Last spring, the English department voted to make changes to the requirements for English majors as a result of years of surveys and discussions. The changes will go into effect beginning Fall 2006.

According to Glenn Hendler, director of Undergraduate Studies in English, English majors have been notified via e-mail of the changes. The e-mails are slightly different for each class, since the changes will affect juniors much differently than freshmen, he said.

"The people it affects the most are going to be anyone who declares the major from now on, although ... they won't be involved in the transitions."

The three changes include a new introductory course for all English majors, a restructuring of literary-history or "traditions" courses and limiting research seminars to seniors only.

The most noteworthy of the changes will abolish all methods courses in favor of English 30101, entitled "Introduction to Literary Studies," which will act as a prerequisite for majors-level elective courses.

"The [introductory] course will significantly change students' experience of the major in that it sets up a prerequisite structure so that in every elective there will be certain things that the professors can assume that all students know," Hendler said.

Hendler said students and professors alike had been displeased with the lack of an introductory course. Though students were often satisfied with methods courses and professors, there simply was not enough standardization, he said.

"Often students spoke highly about their individual instructor and the individual course they'd taken, but when they talked to another student in another methods class, they didn't feel like the two had much in common."

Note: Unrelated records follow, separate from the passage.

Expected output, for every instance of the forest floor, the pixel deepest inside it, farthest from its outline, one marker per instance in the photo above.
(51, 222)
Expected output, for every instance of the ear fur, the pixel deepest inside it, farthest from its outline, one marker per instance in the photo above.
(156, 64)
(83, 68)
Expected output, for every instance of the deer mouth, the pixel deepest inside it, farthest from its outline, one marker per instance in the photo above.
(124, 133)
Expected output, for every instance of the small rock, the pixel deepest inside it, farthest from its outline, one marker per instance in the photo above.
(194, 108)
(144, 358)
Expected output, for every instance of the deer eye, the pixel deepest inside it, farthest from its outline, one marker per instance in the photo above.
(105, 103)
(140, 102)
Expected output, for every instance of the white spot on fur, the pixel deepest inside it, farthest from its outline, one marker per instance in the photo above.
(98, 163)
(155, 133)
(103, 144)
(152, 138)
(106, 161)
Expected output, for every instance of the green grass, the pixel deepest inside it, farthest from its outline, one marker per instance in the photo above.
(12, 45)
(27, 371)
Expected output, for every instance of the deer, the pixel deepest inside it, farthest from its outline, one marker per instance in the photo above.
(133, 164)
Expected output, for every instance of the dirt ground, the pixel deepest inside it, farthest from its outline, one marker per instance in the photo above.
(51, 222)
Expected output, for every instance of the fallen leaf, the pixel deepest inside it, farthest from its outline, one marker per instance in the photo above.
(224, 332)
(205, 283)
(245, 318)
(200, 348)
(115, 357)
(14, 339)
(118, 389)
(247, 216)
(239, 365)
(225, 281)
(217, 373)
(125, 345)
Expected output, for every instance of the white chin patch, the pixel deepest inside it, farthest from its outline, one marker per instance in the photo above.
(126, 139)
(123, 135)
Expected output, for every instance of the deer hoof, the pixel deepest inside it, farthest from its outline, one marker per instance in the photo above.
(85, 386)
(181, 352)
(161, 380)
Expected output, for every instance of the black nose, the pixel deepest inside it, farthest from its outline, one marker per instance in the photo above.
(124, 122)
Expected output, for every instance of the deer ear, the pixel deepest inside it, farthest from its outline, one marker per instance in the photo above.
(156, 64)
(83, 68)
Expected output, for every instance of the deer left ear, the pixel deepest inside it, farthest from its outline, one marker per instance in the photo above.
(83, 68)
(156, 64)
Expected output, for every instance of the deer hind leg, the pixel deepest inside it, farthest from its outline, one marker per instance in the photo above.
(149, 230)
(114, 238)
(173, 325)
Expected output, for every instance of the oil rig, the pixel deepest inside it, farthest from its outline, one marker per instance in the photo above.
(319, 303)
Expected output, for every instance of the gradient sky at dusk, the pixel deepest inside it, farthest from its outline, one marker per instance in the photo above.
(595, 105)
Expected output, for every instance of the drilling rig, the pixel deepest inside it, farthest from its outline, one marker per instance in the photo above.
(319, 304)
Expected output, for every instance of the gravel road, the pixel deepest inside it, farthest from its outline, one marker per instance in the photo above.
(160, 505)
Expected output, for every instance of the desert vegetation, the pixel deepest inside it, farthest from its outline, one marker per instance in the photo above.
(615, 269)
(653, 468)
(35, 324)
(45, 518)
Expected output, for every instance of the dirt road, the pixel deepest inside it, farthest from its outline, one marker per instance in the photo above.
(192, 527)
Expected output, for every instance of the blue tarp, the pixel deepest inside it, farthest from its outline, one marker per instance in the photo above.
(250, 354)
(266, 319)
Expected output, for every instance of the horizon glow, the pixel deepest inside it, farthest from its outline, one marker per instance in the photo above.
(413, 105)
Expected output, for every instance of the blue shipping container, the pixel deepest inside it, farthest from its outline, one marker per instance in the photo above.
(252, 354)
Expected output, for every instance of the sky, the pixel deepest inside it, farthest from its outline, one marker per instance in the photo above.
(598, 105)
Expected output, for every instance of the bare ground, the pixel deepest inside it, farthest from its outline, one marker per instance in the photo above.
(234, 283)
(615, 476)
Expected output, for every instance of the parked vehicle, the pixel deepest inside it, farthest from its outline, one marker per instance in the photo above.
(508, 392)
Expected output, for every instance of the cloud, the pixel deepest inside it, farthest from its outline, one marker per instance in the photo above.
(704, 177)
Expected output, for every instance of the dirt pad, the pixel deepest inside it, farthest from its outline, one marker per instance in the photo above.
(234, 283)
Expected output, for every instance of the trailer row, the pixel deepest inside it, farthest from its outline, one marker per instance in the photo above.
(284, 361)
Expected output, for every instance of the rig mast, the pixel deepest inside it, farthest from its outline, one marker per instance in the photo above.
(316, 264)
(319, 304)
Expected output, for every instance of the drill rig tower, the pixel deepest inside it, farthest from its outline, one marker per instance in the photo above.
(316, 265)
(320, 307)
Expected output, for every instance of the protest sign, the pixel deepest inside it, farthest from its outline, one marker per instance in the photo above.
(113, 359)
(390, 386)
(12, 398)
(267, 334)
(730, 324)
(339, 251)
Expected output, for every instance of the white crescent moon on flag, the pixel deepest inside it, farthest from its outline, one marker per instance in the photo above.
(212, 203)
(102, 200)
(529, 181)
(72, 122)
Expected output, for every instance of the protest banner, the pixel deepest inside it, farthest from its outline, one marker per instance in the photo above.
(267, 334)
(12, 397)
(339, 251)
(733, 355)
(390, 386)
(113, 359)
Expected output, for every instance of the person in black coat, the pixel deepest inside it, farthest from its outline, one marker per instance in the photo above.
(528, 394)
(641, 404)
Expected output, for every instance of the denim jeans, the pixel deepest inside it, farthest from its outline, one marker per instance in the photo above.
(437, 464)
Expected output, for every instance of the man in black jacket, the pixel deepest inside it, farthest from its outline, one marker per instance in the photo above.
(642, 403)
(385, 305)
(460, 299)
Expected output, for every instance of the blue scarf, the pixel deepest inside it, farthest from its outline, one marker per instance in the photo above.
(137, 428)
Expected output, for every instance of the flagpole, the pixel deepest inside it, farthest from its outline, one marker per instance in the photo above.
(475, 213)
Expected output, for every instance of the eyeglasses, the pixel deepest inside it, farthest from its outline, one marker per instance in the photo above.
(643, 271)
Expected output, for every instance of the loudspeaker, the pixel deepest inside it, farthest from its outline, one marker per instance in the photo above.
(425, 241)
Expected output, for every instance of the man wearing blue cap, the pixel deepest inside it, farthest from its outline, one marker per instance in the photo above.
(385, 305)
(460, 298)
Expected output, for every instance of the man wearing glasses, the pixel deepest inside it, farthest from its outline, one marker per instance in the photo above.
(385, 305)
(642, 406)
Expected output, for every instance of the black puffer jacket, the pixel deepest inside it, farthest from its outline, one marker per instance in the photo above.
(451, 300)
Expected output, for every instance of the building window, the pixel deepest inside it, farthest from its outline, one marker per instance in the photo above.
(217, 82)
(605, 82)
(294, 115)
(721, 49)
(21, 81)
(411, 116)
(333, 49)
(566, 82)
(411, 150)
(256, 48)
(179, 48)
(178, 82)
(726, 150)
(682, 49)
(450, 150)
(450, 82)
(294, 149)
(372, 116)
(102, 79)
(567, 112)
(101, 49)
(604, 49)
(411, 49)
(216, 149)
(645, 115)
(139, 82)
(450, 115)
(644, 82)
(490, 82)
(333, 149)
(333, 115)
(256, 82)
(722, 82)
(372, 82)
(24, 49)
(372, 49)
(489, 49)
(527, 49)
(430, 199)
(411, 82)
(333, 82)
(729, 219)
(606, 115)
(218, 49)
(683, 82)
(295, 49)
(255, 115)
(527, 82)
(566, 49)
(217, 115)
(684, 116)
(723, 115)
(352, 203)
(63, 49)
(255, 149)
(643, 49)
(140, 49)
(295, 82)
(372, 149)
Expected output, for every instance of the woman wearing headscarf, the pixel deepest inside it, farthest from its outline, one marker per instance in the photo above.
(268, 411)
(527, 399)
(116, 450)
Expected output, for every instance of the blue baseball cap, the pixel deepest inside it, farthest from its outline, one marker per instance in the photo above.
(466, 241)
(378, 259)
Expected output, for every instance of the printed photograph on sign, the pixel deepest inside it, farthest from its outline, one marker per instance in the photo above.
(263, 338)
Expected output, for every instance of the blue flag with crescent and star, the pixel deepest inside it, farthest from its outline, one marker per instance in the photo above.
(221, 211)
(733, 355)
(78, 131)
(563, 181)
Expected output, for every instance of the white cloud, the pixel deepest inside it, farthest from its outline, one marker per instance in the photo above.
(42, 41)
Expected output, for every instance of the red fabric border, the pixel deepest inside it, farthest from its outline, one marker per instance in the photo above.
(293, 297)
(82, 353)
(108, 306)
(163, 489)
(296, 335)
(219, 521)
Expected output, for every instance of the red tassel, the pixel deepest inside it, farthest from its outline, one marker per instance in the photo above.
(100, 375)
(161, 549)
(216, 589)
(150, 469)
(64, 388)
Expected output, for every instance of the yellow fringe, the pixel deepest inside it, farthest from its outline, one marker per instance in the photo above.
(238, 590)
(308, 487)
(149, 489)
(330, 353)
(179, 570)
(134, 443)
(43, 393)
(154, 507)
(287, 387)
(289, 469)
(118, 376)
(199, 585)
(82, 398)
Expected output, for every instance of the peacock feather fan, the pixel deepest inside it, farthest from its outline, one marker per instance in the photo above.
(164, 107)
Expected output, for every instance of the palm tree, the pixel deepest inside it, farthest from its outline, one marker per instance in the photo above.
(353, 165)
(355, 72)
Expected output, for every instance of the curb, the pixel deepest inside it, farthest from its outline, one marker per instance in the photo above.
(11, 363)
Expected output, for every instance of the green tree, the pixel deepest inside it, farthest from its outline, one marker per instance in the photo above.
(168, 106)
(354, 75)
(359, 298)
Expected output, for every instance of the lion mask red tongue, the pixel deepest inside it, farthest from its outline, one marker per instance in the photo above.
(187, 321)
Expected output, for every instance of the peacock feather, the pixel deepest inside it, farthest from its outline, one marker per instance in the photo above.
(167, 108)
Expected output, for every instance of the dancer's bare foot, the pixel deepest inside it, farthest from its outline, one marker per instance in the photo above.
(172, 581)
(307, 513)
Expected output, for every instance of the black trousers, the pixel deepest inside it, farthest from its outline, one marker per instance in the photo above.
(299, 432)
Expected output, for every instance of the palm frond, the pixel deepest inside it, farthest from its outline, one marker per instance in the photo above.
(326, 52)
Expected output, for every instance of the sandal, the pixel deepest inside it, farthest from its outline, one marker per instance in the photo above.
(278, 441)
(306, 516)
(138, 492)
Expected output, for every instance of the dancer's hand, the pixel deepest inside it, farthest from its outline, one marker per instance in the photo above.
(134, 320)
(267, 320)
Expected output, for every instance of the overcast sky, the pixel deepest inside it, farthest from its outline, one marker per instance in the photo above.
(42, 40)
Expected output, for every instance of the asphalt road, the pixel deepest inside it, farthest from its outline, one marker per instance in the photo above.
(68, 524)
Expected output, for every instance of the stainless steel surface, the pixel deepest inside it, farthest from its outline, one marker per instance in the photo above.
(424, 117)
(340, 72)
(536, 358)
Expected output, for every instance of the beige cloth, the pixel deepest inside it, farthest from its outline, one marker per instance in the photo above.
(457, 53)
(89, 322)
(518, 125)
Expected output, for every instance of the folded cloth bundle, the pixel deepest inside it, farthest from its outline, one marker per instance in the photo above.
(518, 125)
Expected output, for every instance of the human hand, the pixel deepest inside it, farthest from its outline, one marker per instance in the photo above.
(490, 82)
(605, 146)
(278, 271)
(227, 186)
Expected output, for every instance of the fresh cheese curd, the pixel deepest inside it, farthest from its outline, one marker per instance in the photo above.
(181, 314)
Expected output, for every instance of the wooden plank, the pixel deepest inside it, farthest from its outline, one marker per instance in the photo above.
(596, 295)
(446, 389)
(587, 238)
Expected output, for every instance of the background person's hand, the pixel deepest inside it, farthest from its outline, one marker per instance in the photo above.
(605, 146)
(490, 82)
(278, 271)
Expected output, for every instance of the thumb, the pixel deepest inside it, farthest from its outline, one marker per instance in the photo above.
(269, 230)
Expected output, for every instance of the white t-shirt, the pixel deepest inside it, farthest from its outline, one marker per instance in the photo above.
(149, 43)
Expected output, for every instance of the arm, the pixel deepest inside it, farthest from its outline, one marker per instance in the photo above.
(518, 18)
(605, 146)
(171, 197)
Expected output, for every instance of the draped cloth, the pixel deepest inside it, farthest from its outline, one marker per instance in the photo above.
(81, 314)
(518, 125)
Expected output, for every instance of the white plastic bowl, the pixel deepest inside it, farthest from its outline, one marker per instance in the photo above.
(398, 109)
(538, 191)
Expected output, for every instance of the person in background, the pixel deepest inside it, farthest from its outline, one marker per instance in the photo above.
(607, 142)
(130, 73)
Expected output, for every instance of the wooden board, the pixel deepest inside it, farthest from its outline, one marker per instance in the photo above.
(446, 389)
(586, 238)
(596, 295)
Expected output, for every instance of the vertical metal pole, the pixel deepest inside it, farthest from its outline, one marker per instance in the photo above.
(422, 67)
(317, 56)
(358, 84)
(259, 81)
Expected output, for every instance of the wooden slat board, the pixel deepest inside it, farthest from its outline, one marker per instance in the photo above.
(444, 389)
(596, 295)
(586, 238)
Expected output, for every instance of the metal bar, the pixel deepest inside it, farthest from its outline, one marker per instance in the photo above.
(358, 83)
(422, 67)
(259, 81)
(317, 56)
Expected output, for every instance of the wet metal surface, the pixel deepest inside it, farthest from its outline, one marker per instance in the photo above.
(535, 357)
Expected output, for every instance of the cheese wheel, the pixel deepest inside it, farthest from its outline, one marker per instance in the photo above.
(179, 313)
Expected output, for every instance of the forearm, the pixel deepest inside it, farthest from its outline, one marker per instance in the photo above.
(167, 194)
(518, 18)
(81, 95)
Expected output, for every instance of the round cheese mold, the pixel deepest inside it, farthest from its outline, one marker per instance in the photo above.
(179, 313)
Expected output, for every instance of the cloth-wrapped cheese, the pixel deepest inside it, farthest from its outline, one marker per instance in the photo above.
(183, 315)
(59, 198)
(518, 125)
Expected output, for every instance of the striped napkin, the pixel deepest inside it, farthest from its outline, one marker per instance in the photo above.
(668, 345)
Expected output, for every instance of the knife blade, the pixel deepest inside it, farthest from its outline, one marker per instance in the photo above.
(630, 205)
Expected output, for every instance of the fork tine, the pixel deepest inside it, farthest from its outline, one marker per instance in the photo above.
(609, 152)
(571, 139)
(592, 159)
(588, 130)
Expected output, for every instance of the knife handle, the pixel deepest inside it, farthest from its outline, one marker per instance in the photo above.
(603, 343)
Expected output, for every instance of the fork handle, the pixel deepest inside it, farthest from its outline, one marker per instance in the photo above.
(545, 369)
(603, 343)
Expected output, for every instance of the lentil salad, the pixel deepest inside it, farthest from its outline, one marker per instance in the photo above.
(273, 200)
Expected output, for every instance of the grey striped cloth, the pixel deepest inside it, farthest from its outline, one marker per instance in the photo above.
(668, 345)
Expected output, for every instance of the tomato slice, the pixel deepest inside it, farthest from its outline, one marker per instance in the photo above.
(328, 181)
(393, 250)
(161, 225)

Hendler said he hopes the introductory course will allow professors to focus on elective topics rather than reiterating more basic concepts like how to construct a bibliography.

Students who declared the English major before February 2006 will only be affected by this change if they did not take a methods course, in which case they will need to take the introductory course instead.

The second change is a reframing of survey courses to make them more flexible, Hendler said. "Traditions" courses will continue to be offered, but over time, there will be other ways to fulfill the literary history requirements.

"The canon of literature has expanded quite a lot in recent decades, and our survey courses, designated as 'American Literary Traditions' and 'British Literary Traditions,' left out whole regions of the world in which people were writing great literature," Hendler said. "We're committed to a breadth of knowledge but wanted to give faculty a little bit of leeway in how to map that broad knowledge."

According to Hendler, most universities have a straightforward distribution requirement models, putting Notre Dame in the minority.

"Few people argued for [a distribution requirement model], in part because we were kind of committed to the survey, to the breadth of knowledge and a sense of literary history having some continuity," he said. "In having survey courses we're not unusual, but we're in the smaller camp."

The last change being implemented in Fall 2006 will block juniors from taking the research seminar, because it was felt that the research seminar is meant to be - according to the English Department Web site - "a capstone experience" and therefore should be taken during senior year. The only exception to this rule will be Honors students.

Hendler said the changes are "not drastic," and will not seriously alter the complexion of the English major.

Sophomore Christopher Wodika said the changes probably will not make a big difference as he pursues his English degree.

"They don't really affect me because most of the changes are to courses I've already taken," he said. "The only thing that really affects me is the [research seminar] that I can only take senior year."

It's too early to know if the changes will be positive or negative, Wodika said.

"It's hard to tell right now. They're changing the 'traditions' courses to something else, but since they really haven't changed those yet, I can't really say."

According to the English Department's Web site, the current English major requirements after the changes are the "Introduction to Literary Studies" course, three literary-historical surveys, five elective courses in English and the research seminar to be taken senior year.